Gamir leaders interpreted the arrests as a sign that they had no choice but to accept the agreement, which came after Gamir-Rizeigat clashes had left at least 165 people dead. They also saw it as a way of the RSF preventing people from protesting afterwards.

The Gamir leader said the RSF was cracking down on communities “that they see as their enemies”. Yet they said most of the people arrested in their village were ordinary workers. “They didn’t even give us a chance to accept peace,” the leader said.

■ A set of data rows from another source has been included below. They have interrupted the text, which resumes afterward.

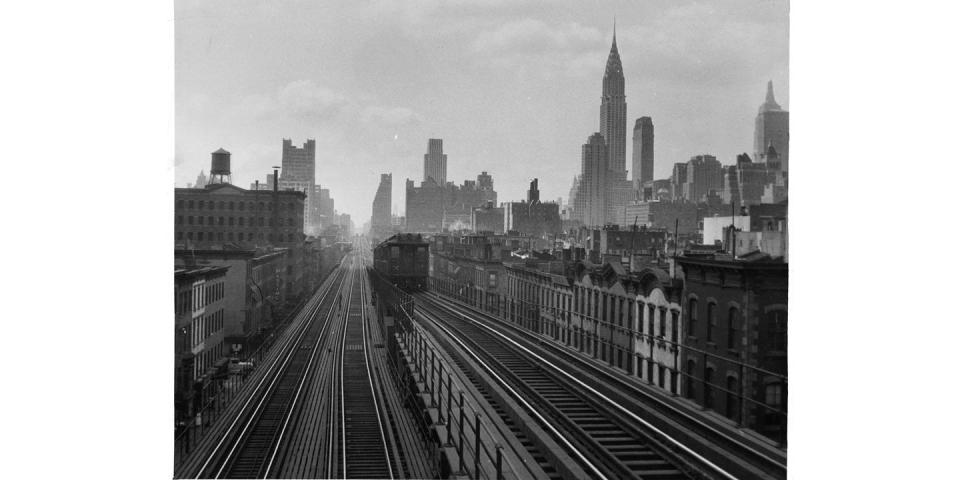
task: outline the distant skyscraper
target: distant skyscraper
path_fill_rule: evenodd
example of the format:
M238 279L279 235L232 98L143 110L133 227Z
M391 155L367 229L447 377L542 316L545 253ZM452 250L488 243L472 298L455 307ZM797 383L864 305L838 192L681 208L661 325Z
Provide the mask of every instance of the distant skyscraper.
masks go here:
M767 149L771 144L780 156L780 170L786 172L790 158L790 112L781 109L773 98L772 80L767 82L767 98L757 112L753 131L753 158L758 162L765 162Z
M393 198L393 174L380 174L380 186L373 197L373 213L370 216L370 232L389 231L391 225L390 207Z
M599 132L590 135L581 155L580 191L574 213L584 225L595 227L606 223L607 189L610 186L609 151Z
M613 44L603 73L603 95L600 97L600 134L607 143L609 168L613 178L627 178L627 97L624 95L623 65L617 51L617 27L613 27Z
M443 153L443 139L427 141L427 154L423 156L423 181L432 178L437 185L447 183L447 156Z
M293 146L290 139L283 139L283 156L280 160L280 190L296 190L307 194L304 210L313 210L313 186L316 182L317 142L308 139L303 147ZM304 218L305 227L309 226L310 215Z
M723 166L713 155L697 155L687 162L687 182L684 195L691 202L703 202L711 193L723 190Z
M653 180L653 120L640 117L633 126L633 166L632 179L634 190Z

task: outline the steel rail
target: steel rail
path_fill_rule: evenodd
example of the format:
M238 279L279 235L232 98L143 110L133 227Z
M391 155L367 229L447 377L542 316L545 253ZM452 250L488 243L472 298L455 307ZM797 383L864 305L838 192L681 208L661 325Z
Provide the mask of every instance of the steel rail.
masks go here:
M537 411L537 409L533 407L533 405L531 405L529 402L527 402L527 399L524 398L522 395L520 395L520 393L517 392L517 391L513 388L512 385L510 385L510 383L508 383L506 380L504 380L503 377L501 377L500 374L498 374L498 373L493 369L493 367L491 367L490 365L488 365L487 362L483 361L483 359L481 359L480 356L477 355L477 353L473 351L473 349L471 349L470 347L468 347L462 340L460 340L459 336L457 336L457 335L455 335L453 332L451 332L451 331L450 331L445 325L443 325L443 323L442 323L441 321L439 321L439 319L438 319L436 316L434 316L433 314L430 314L430 313L428 313L428 312L426 312L426 311L423 311L422 314L423 314L424 317L426 317L427 319L429 319L434 325L436 325L437 328L443 330L443 331L447 334L448 337L450 337L453 341L457 342L457 344L460 345L460 348L463 348L463 350L464 350L465 352L467 352L468 354L470 354L470 356L473 357L474 361L476 361L478 364L480 364L480 366L482 366L482 367L487 371L487 373L488 373L490 376L494 377L498 382L500 382L500 385L501 385L504 389L506 389L507 391L509 391L510 394L513 395L513 397L514 397L517 401L519 401L520 403L522 403L523 406L527 409L527 411L528 411L531 415L533 415L534 417L536 417L536 418L540 421L540 423L543 424L544 427L546 427L548 430L550 430L550 433L553 434L554 438L556 438L558 441L560 441L561 443L563 443L564 446L567 447L567 450L570 451L571 453L573 453L573 454L580 460L580 462L581 462L583 465L585 465L593 474L595 474L598 478L601 478L601 479L606 479L606 478L607 478L607 476L604 475L603 472L600 471L600 469L597 468L597 466L594 465L593 462L590 461L590 459L588 459L586 456L583 455L582 452L580 452L580 449L579 449L579 448L577 448L575 445L573 445L572 443L570 443L570 441L567 440L567 438L566 438L562 433L560 433L560 431L558 431L558 430L553 426L553 424L552 424L549 420L547 420L546 418L544 418L543 415L541 415L540 412ZM476 455L479 455L479 452L475 452L475 454L476 454Z
M510 337L508 337L508 336L506 336L506 335L504 335L504 334L496 331L495 329L493 329L493 328L491 328L491 327L489 327L489 326L487 326L487 325L484 325L484 324L481 323L481 322L478 322L478 321L475 321L475 320L471 319L470 317L468 317L467 315L464 315L463 313L460 313L459 311L453 310L453 309L451 309L451 308L447 308L447 310L450 311L451 313L454 313L454 314L456 314L456 315L459 315L459 316L462 317L465 321L468 321L468 322L470 322L470 323L473 323L473 324L475 324L475 325L483 328L484 330L487 330L487 331L495 334L496 336L500 337L501 339L503 339L503 340L506 341L507 343L509 343L509 344L513 345L514 347L516 347L517 349L523 351L524 353L526 353L526 354L529 355L530 357L537 359L537 360L540 362L541 365L547 365L547 366L549 366L552 370L560 373L562 376L566 377L567 379L569 379L569 380L572 381L573 383L577 384L577 385L580 386L581 388L583 388L583 389L585 389L586 391L588 391L588 392L590 392L591 394L593 394L594 397L603 400L603 401L606 402L607 404L611 405L614 409L620 411L621 413L625 414L626 416L628 416L629 418L631 418L631 419L634 420L635 422L640 423L640 424L643 425L644 427L649 428L650 430L652 430L652 431L653 431L654 433L656 433L657 435L659 435L659 436L661 436L662 438L666 439L666 440L667 440L670 444L672 444L673 446L675 446L675 447L683 450L687 455L690 455L691 457L693 457L694 459L696 459L698 462L700 462L700 463L702 463L703 465L709 467L711 470L713 470L714 473L717 473L717 474L721 475L722 477L727 478L727 479L730 479L730 480L736 480L736 479L737 479L736 476L732 475L730 472L727 472L726 470L724 470L724 469L723 469L722 467L720 467L719 465L713 463L712 461L710 461L709 459L707 459L707 458L704 457L703 455L700 455L699 453L693 451L690 447L684 445L684 444L683 444L682 442L680 442L679 440L677 440L677 439L673 438L672 436L668 435L668 434L667 434L666 432L664 432L663 430L660 430L659 428L657 428L656 426L654 426L654 425L651 424L650 422L648 422L648 421L640 418L640 417L637 416L635 413L633 413L633 412L631 412L630 410L624 408L622 405L620 405L619 403L615 402L615 401L614 401L613 399L611 399L610 397L604 395L603 393L601 393L601 392L599 392L598 390L594 389L594 388L591 387L590 385L587 385L586 383L584 383L584 382L581 381L580 379L574 377L573 375L571 375L570 373L568 373L567 371L565 371L563 368L555 365L554 363L550 362L548 359L540 356L540 355L537 354L536 352L534 352L534 351L530 350L529 348L521 345L520 343L518 343L517 341L513 340L512 338L510 338Z
M391 462L390 462L390 448L388 447L387 434L386 434L386 432L385 432L384 429L383 429L383 419L381 418L380 402L377 400L377 392L376 392L376 389L375 389L374 386L373 386L373 373L370 371L370 352L369 352L369 350L368 350L368 348L367 348L367 345L368 345L370 342L369 342L369 338L367 337L367 322L366 322L366 319L367 319L366 313L367 313L367 311L366 311L366 303L364 302L364 296L363 296L363 295L364 295L364 291L365 291L365 289L364 289L364 284L365 284L366 282L364 281L364 278L363 278L363 277L364 277L364 271L365 271L365 270L364 270L364 265L363 265L363 260L362 260L362 259L361 259L361 261L360 261L360 267L361 267L361 270L360 270L360 308L361 308L361 312L362 312L361 315L360 315L360 325L361 325L362 328L363 328L363 359L364 359L364 362L363 362L363 363L364 363L364 366L365 366L366 369L367 369L367 380L369 381L369 384L370 384L370 396L373 398L373 406L374 406L374 408L375 408L376 411L377 411L377 426L380 427L380 440L381 440L382 443L383 443L383 456L384 456L384 458L386 458L386 460L387 460L387 469L388 469L388 471L390 472L390 478L393 479L393 478L394 478L394 477L393 477L393 465L392 465ZM346 428L344 428L344 430L346 430ZM347 476L346 465L344 465L343 476L344 476L344 477Z
M337 282L338 280L340 280L339 283ZM283 368L289 363L290 358L293 356L293 353L296 351L295 348L290 348L290 347L291 347L292 345L298 344L298 343L303 339L303 337L306 335L307 331L309 330L309 327L310 327L310 325L312 324L312 322L313 322L313 320L314 320L314 317L316 316L316 314L318 313L318 311L319 311L320 308L322 307L322 305L323 305L323 300L326 299L326 297L330 294L331 291L333 291L334 285L337 285L337 289L339 290L339 288L341 288L341 287L343 286L343 280L344 280L344 275L341 274L340 272L338 272L337 277L335 277L335 278L333 279L333 281L328 285L326 291L323 292L323 294L321 295L320 299L316 302L316 305L314 305L314 307L313 307L312 311L310 312L308 318L303 321L303 324L302 324L301 326L299 326L299 330L298 330L294 335L290 336L290 337L286 340L286 342L285 342L284 344L282 344L282 346L281 346L281 351L284 351L284 350L285 350L285 351L286 351L286 352L285 352L286 355L284 355L284 354L278 355L276 358L273 359L273 361L270 363L270 365L266 368L264 376L260 379L259 382L257 382L257 385L256 385L256 386L253 388L253 390L251 391L250 397L247 399L246 402L244 402L243 406L242 406L242 407L240 408L240 410L237 412L237 415L236 415L236 417L234 418L233 422L231 422L230 425L227 427L227 430L224 432L224 434L223 434L223 436L221 437L220 441L217 442L217 445L213 448L212 452L211 452L210 455L207 457L206 461L203 463L203 465L202 465L202 466L200 467L200 469L197 471L197 475L194 477L195 479L201 478L202 475L203 475L203 472L205 472L205 471L207 470L207 467L210 465L210 463L213 461L213 459L218 456L218 454L220 453L221 447L223 446L224 442L227 441L227 438L230 437L230 435L233 433L234 428L236 427L237 423L240 422L240 420L241 420L244 416L249 416L249 420L247 421L247 423L246 423L246 425L244 426L243 430L240 432L239 437L238 437L237 440L234 442L233 447L232 447L232 448L230 449L230 451L227 453L226 459L224 459L224 462L221 464L220 468L217 470L217 474L216 474L215 478L219 478L220 474L223 472L223 468L226 466L226 464L227 464L227 462L229 461L229 459L233 456L233 452L236 450L238 444L240 443L240 440L243 438L244 433L245 433L246 430L249 428L250 423L251 423L251 422L253 421L253 419L256 417L256 413L260 410L260 408L262 407L263 403L266 401L267 397L269 396L269 395L268 395L269 391L272 390L273 386L274 386L274 385L276 384L276 382L279 380L280 375L273 375L273 376L272 376L272 380L271 380L270 384L267 386L267 389L266 389L265 391L262 391L262 394L260 395L260 401L257 403L257 406L255 407L255 409L253 410L253 412L248 412L248 408L250 407L251 402L253 402L253 401L254 401L254 398L257 397L256 395L254 395L254 393L256 393L256 392L261 392L261 388L263 387L264 382L266 382L267 379L270 378L270 377L267 375L267 372L270 372L270 371L274 370L274 368L275 368L278 364L280 364L280 369L283 369Z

In total, 197 people from five non-Arab communities were detained by the RSF in West Darfur during the reconciliation process, according to the Darfur Bar Association (DBA), a legal union. Dozens of people were also arrested in North Darfur.

Speaking out

Most of the detainees were taken to prisons in the far away cities of Port Sudan and Khartoum where their families could not visit. DBA lawyers said prison conditions were awful and that detainees were stuffed in crowded cells and chained to fellow prisoners.

Khamis Kundin, a lawyer from El Geneina, the capital of West Darfur, said the detainees were not formally charged and did not appear in front of a court. He said they were sentenced unilaterally by the RSF and the governor of West Darfur. 

“The RSF think of themselves as a legitimate and separate government or authority, which is why they just execute their own policies,” Kundin said. “They don’t need to [legally] justify anything they do.”

In November, the DBA held a press conference in Khartoum to bring attention to the plight of those arrested. A month later, more than 200 prisoners in Port Sudan began a hunger strike. By late January, the detainees were all freed.

The arrests have silenced those wanting to protest the agreements, but disdain in the process still runs high. “We don’t agree with Hemedti’s initiative,” said Ibrahim Ali, a Masalit imam. “Not one person from us agrees, because we are oppressed.”

Edited by Philip Kleinfeld.

*Ethnic labels are slippery in Darfur. The term non-Arab refers to groups including the Fur, Masalit, and Zaghawa who are usually described as “African”. Yet both “Africans” and Arabs in Darfur are Black and Muslim and have intermarried for centuries. “African” traditionally refers to sedentary farmers, while “Arab” applies to camel herders or pastoralists. Both are historically neglected by Khartoum elites self-identifying as Arab.